Kok fırınları göğe doğru ip gibi uzayan bacalarından ufka kızıl bir çizgi çekiyorlardı. İnsan onların karşısında bir yangını seyreder gibi hüzün duyuyordu; binbir tehlike saklayan ufukta demir köprü fabrikalarının gökyüzüne saldığı kıvılcımlardan başka yıldız yoktu.
Birinin başlattığı yangını başka biri söndüremiyor.
Perihan Mağden’in Yıldız Yaralanması, çağdaş toplumun kadın üzerindeki baskısını ve bireysel varoluş mücadelesini güçlü bir şekilde ele alan bir roman. Ana karakter Yıldız’ın yaşadığı içsel çatışmalar, toplumsal beklentiler ve kendi kimliğini arayışı üzerinden ilerleyen hikâye, okuru derin bir sorgulamaya davet ediyor.
Perihan Mağden’in kalemi oldukça keskin ve samimi. Roman boyunca, Yıldız’ın zihinsel ve duygusal karmaşası ustalıkla işlenmiş. Karakterin iç dünyasındaki çalkantılar, bireyin kendini bulma sürecinde yaşadığı sancılarla iç içe geçiyor. Perihan Mağden’in ironik üslubu ve cesur anlatımı, modern dünyanın yüzeyselliğini ve tüketim kültürünün birey üzerindeki tahribatını net bir şekilde ortaya koyuyor. Özellikle medya ve toplumun dayattığı güzellik algısına yönelik eleştirileri etkileyici ve düşündürücü.
Bazı bölümler fazla içsel ve yorucu gelebilir. Yıldız’ın psikolojisine derinlemesine giren Perihan Mağden, okuru karakterin zihinsel girdabına sürüklüyor. Bu, bazı okuyucular için zorlayıcı olabilir.

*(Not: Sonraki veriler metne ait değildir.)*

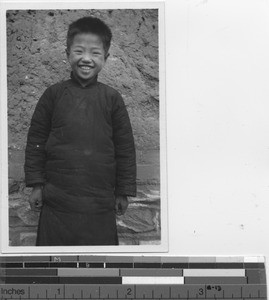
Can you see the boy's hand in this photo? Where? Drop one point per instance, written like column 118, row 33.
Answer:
column 121, row 205
column 35, row 199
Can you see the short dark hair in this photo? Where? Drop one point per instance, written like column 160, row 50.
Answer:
column 89, row 25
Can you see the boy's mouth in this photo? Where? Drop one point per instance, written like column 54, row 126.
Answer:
column 87, row 68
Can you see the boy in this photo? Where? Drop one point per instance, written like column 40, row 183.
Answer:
column 80, row 155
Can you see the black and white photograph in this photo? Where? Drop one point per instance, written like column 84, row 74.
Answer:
column 84, row 129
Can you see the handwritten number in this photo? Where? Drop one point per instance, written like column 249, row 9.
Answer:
column 201, row 292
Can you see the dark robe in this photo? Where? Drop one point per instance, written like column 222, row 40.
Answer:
column 80, row 147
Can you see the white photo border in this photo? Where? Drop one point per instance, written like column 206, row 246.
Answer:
column 4, row 232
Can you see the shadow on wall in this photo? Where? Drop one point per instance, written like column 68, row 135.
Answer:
column 36, row 59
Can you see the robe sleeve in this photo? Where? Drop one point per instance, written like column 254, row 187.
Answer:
column 124, row 150
column 35, row 153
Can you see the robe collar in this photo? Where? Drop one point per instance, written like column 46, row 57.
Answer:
column 93, row 82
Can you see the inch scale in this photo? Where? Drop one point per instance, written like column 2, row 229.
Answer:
column 96, row 277
column 78, row 292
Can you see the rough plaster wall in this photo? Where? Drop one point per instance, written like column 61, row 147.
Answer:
column 36, row 59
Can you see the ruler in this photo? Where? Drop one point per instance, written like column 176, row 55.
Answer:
column 132, row 277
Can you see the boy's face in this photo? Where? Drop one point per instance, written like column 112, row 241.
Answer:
column 87, row 57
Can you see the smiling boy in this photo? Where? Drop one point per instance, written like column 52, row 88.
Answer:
column 80, row 155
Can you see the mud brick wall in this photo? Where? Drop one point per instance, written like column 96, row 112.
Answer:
column 36, row 59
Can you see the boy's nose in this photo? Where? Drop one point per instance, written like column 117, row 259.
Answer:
column 87, row 57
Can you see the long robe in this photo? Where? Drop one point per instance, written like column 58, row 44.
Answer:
column 80, row 147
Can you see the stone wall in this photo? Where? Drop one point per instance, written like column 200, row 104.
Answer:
column 36, row 59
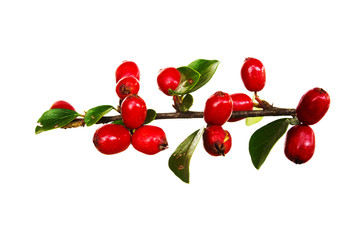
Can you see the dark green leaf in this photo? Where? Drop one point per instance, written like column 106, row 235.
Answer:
column 55, row 118
column 187, row 103
column 93, row 115
column 206, row 68
column 189, row 78
column 180, row 159
column 151, row 114
column 263, row 140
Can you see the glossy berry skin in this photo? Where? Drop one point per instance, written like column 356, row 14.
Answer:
column 313, row 106
column 216, row 141
column 62, row 104
column 241, row 102
column 218, row 108
column 127, row 68
column 149, row 139
column 168, row 78
column 253, row 74
column 126, row 86
column 111, row 139
column 300, row 144
column 134, row 111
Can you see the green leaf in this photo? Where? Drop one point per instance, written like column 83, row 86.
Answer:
column 55, row 118
column 263, row 140
column 93, row 115
column 187, row 103
column 189, row 78
column 253, row 120
column 119, row 122
column 151, row 114
column 180, row 159
column 206, row 68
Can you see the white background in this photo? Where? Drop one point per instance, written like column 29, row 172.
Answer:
column 56, row 185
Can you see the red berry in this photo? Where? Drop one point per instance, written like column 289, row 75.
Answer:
column 216, row 141
column 241, row 102
column 62, row 104
column 111, row 139
column 134, row 111
column 168, row 78
column 253, row 74
column 149, row 139
column 126, row 86
column 127, row 68
column 313, row 106
column 300, row 144
column 218, row 108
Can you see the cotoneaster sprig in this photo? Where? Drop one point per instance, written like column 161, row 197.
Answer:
column 131, row 125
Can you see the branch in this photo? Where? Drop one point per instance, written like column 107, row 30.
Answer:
column 179, row 115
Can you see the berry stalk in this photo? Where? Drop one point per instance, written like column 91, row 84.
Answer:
column 274, row 111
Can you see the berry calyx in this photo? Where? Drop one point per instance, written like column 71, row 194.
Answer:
column 300, row 144
column 126, row 86
column 62, row 104
column 253, row 74
column 218, row 108
column 216, row 141
column 134, row 111
column 127, row 68
column 111, row 139
column 313, row 106
column 168, row 78
column 241, row 102
column 149, row 139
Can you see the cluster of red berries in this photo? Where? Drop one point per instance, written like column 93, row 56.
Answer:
column 219, row 107
column 114, row 138
column 300, row 139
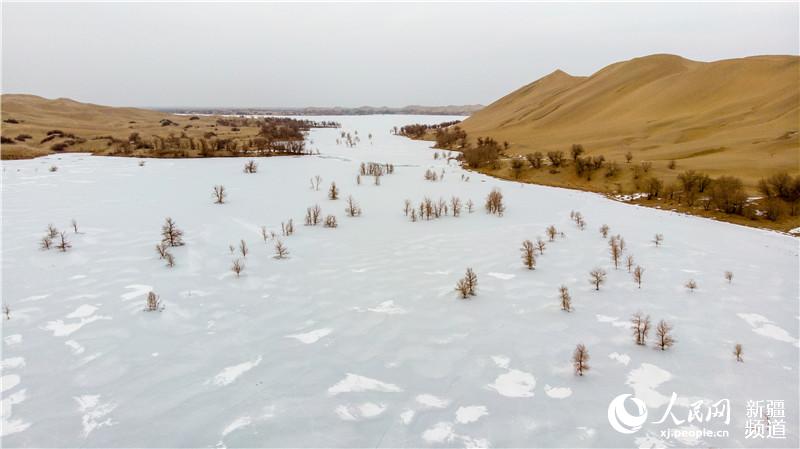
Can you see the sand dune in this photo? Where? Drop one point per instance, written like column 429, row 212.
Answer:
column 737, row 116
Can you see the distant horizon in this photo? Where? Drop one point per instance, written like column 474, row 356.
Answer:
column 352, row 54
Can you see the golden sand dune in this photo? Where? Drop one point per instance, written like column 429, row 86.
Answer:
column 737, row 116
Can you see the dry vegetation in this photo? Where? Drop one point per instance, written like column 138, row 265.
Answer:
column 33, row 126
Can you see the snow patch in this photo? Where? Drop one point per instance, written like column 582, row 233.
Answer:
column 231, row 373
column 471, row 413
column 353, row 383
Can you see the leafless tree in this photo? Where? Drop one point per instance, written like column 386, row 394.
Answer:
column 153, row 303
column 287, row 228
column 579, row 359
column 281, row 251
column 616, row 252
column 597, row 277
column 658, row 239
column 566, row 300
column 170, row 234
column 462, row 287
column 220, row 194
column 333, row 192
column 629, row 262
column 729, row 276
column 551, row 233
column 63, row 244
column 237, row 267
column 352, row 208
column 330, row 221
column 638, row 272
column 528, row 257
column 494, row 202
column 640, row 325
column 313, row 215
column 663, row 335
column 250, row 167
column 46, row 242
column 315, row 182
column 540, row 245
column 737, row 351
column 161, row 249
column 455, row 205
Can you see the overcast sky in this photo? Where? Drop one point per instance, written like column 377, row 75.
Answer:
column 351, row 54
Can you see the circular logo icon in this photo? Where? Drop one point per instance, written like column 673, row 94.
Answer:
column 621, row 420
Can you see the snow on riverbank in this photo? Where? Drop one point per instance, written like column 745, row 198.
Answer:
column 358, row 338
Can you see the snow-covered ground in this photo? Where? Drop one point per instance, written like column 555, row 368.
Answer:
column 358, row 338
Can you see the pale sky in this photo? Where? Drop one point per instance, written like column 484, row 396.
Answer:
column 352, row 54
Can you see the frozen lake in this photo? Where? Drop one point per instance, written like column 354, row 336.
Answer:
column 358, row 338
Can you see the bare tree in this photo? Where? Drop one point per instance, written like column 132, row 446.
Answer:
column 219, row 194
column 313, row 215
column 287, row 228
column 352, row 208
column 640, row 325
column 333, row 192
column 629, row 262
column 597, row 277
column 540, row 245
column 729, row 276
column 637, row 275
column 528, row 258
column 315, row 182
column 330, row 221
column 616, row 252
column 551, row 233
column 494, row 202
column 664, row 338
column 455, row 205
column 153, row 303
column 579, row 359
column 462, row 287
column 281, row 251
column 170, row 234
column 737, row 351
column 566, row 300
column 237, row 267
column 161, row 249
column 658, row 239
column 250, row 167
column 63, row 244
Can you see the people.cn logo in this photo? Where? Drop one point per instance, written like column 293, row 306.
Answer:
column 621, row 420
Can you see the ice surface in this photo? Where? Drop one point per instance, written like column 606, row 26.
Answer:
column 384, row 288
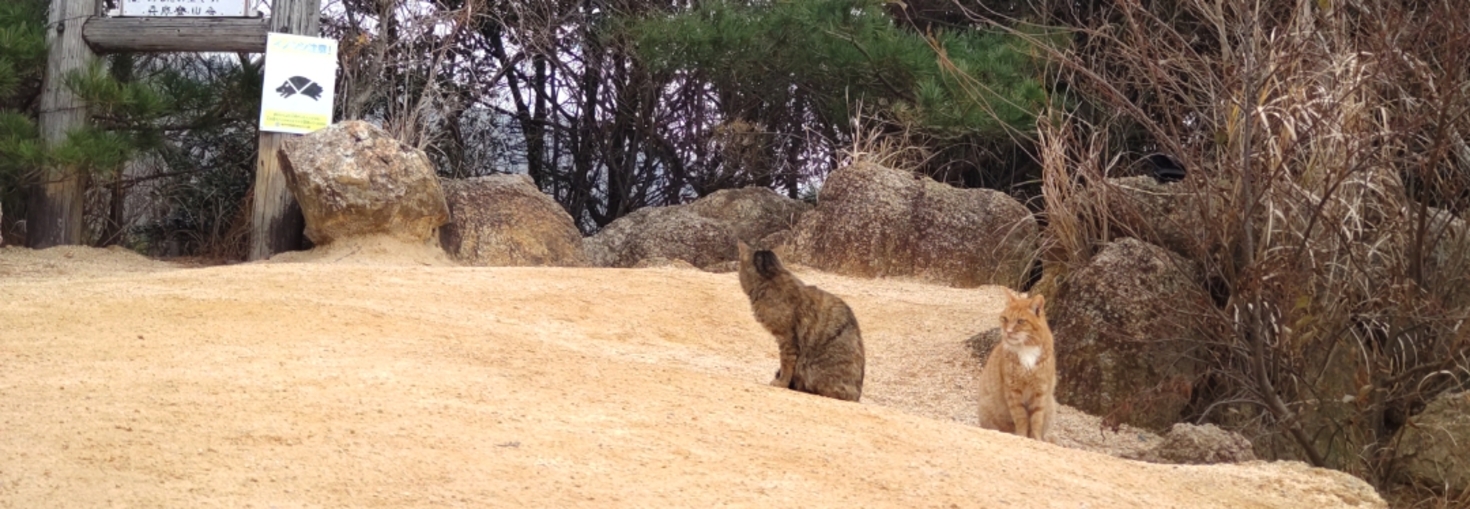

Ayrıca, romanın akışı yer yer kopukluklar içerebiliyor; olay örgüsü belirli bir doğrultuda ilerlemektense Yıldız’ın iç dünyasında genişleyen monologlarla şekilleniyor. Bu durum, kitabın temposunu düşürebilir.
Genel olarak, Yıldız Yaralanması, bireyin toplumla olan çatışmasını ve içsel yolculuğunu etkileyici bir şekilde sunan bir eser. Perihan Mağden, modern dünyanın ikiyüzlülüğünü ve bireyin bu yapı içindeki varoluş savaşını çarpıcı bir şekilde ele alıyor.